À nossa espera, o nosso “motorista” aguardava-nos com água fresquinha e claro… um saco de laranjas - querem ver o João Valente feliz, é dar-lhe laranjas! Em resumo… foram 3 dias intensos fisicamente, mas extraordinários a nível psicológico, pois mais uma vez senti que a camaradagem e o espírito de entreajuda fazem toda a diferença! Sim é possível fazer grandes míticas assim haja força de espírito, obstinação e motivação para tal. O treino é importante, a alimentação também, não podendo ser descurados… mas se não houver motivação e o tal gosto pelo pedal… tudo se torna mais difícil!!

Termino esta já longa crónica com os agradecimentos habituais, os quais aqui publico por ordem puramente aleatória:

- Ao João Valente por mais uma vez me ter desafiado para uma grande maluqueira;
- Aos companheiros Agnelo Quelhas e Pedro Antunes por terem aceite acompanhar-nos nesta aventura;
- Ao Fidalgo e ao pai do João Valente por nos terem ajudado em toda esta logística, que de outra maneira teria sido bem mais difícil de concluir com êxito;
- Ao Geopark Naturtejo, na pessoa do Eng. Armindo pelo contributo para esta aventura;
- Ao amigo AC que nos forneceu os tracks GPS, permitindo reeditar em autonomia, toda essa mítica prova que foi o Trip Trail 2010;
- Aos nossos familiares que nos aturaram a “maluqueira”, que nos fizeram ovos mexidos, que nos compraram isotónicos, que nos perguntavam pelo dia, que nos incentivaram a concluirmos estas 3 etapas;
- Ao Paulo Alves, representante dessas grandes máquinas Canyon, pelo cedência para test-drive da bicicleta Canyon Lux MR 9.0 SL Lux, 142 alucinantes Km’s de experiência;
- Ao Sr. Eduardo da Ferraria, ao Sr. Américo das Corgas, ao Sr. Anónimo da Ribeira de Isna, que de uma forma desinteressada nos proporcionaram momentos de convívio inesperados mas extremamente “saborosos” e bastante “hidratados”!
- A todos os nossos conhecidos, amigos e amigas, alguns dos quais sem saberem ou sem esperarem, nos incentivaram, e de que maneira, a desafiarmos os nossos próprios horizontes, levando mais além todo este nosso gosto pelo pedal;
- A todos vós - o nosso (muito) obrigado!
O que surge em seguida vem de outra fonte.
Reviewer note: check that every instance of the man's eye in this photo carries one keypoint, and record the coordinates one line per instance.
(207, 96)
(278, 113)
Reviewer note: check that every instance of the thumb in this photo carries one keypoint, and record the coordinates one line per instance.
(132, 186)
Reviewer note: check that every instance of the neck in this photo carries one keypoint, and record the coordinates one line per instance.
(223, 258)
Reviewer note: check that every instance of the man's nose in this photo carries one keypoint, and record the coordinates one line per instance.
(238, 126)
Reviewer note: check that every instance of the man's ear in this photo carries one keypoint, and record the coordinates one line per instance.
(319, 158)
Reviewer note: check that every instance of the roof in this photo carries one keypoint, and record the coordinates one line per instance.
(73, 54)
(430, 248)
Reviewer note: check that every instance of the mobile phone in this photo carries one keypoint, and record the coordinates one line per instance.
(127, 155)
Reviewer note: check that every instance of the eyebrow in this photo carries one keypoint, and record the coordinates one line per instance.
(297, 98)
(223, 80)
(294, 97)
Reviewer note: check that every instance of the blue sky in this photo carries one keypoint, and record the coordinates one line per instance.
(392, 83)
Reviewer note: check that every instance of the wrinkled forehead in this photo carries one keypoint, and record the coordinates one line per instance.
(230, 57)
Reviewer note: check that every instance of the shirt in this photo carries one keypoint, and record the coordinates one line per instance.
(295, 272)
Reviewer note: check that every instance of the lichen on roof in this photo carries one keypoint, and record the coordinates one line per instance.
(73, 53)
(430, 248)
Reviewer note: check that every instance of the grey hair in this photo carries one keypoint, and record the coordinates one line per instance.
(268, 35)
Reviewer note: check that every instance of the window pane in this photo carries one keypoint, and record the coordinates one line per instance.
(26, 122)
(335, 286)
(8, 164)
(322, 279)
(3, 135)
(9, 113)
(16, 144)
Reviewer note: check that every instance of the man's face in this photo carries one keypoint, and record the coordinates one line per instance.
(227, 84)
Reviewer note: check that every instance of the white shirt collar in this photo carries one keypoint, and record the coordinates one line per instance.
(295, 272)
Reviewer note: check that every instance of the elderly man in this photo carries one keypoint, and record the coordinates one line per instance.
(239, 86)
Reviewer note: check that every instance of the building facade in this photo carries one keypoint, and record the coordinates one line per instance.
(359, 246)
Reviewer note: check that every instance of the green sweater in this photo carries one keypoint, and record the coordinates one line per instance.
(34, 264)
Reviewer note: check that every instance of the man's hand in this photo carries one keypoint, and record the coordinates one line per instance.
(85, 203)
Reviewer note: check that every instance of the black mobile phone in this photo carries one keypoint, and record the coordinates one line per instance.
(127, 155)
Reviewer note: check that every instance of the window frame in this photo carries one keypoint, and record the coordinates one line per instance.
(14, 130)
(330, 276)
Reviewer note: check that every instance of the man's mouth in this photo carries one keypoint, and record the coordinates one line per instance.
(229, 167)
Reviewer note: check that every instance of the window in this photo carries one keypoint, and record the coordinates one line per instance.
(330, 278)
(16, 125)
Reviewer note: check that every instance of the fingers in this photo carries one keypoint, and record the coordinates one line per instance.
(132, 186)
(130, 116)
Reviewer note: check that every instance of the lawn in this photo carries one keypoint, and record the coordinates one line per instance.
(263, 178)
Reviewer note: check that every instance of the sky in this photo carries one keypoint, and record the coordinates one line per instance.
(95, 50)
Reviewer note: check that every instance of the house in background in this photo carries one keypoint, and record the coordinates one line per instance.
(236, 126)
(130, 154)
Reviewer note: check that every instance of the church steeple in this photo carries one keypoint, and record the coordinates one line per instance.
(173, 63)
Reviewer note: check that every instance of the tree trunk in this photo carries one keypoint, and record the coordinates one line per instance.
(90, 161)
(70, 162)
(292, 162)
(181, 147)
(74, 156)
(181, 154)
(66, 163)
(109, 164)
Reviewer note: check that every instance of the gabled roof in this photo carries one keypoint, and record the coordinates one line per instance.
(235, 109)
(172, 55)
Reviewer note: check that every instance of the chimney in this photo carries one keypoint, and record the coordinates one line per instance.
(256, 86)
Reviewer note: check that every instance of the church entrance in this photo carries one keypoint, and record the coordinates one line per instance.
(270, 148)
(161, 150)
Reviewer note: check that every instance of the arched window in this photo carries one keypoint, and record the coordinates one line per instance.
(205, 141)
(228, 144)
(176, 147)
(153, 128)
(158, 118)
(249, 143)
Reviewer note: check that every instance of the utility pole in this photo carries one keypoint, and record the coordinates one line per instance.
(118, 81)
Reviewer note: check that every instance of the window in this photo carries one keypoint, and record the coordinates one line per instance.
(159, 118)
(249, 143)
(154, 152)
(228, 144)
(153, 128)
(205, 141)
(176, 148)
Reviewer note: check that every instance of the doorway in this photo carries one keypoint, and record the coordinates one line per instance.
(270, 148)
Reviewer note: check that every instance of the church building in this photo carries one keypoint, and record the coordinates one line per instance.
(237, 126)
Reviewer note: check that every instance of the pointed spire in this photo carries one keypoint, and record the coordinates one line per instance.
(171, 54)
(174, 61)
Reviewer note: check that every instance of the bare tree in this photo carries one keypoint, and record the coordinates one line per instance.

Reportagem: Fernando Micaelo
Fotografia: João Valente e Agnelo Quelhas



quinta-feira, 19 de maio de 2011

Geopark Adventure Trip - Etapa 2

Etapa 2: Vila Velha de Rodão - Proença-a-Nova

O dia finda depressa e a noite é demasiado curta para a recuperação necessária! Ainda existem um sem número de “coisas” para arrumar, repor, fazer ou mesmo manter!!! É nesta transição de etapas que também a organização individual deve estar bem oleada afim de podermos ter o máximo de tempo possível para a devida recuperação!

A noite fugaz passa em acelerado e o dia 14 de Maio rompe cheio de sol! Mais um dia quente… muito quente para uma etapa que não prometia facilidades! À semelhança do dia anterior o nosso terceiro elemento Agnelo Quelhas declinou em cima de hora a possibilidade de marcar presença na 2ª Etapa do Geopark Adventure Trip! O companheiro de muitas aventuras, Fernando Micaelo… esse não faltaria decerto! A ambição de atingirmos o objectivo era demasiado forte… apenas algo explicitamente incontornável nos poderia demover!

Rumámos a Vila Velha de Rodão, para partirmos cerca das 8:30 em direcção a Proença-a-Nova, o destino desta segunda etapa por terras do Geopark Naturtejo! As pernas no início sentem-se pesadas, trôpegas e parecem não responder ao estímulo da cadência… mas com o devido aquecimento tudo volta ao lugar e depressa se “engrena” a pedalada!

Com passagem no centro da vila e depois nas laterais da laboradora e fumegante Celtejo, cedo aquecemos (!!!), ao cortar para o Caminho Florestal da Serra da Achada, onde a pendente ascendente inicia e não mais pára durante largos Km’s! Para além de bastante inclinado o caminho é bem técnico, pejado de pedra xistosa! Eu diria… um “bom” começo!!!

Em plena Serra de Vila Velha, passámos em alguns troços comuns ao Percurso Pedestre de PR - Rota das Invasões, ladeámos o Cabeço do Penedo Gordo e avistámos lá bem ao longe e a nível linear o Castelo do Rei Wamba… estávamos a pedalar em boa altitude… e isso sentia-se no nosso “arfar” por ali acima!!!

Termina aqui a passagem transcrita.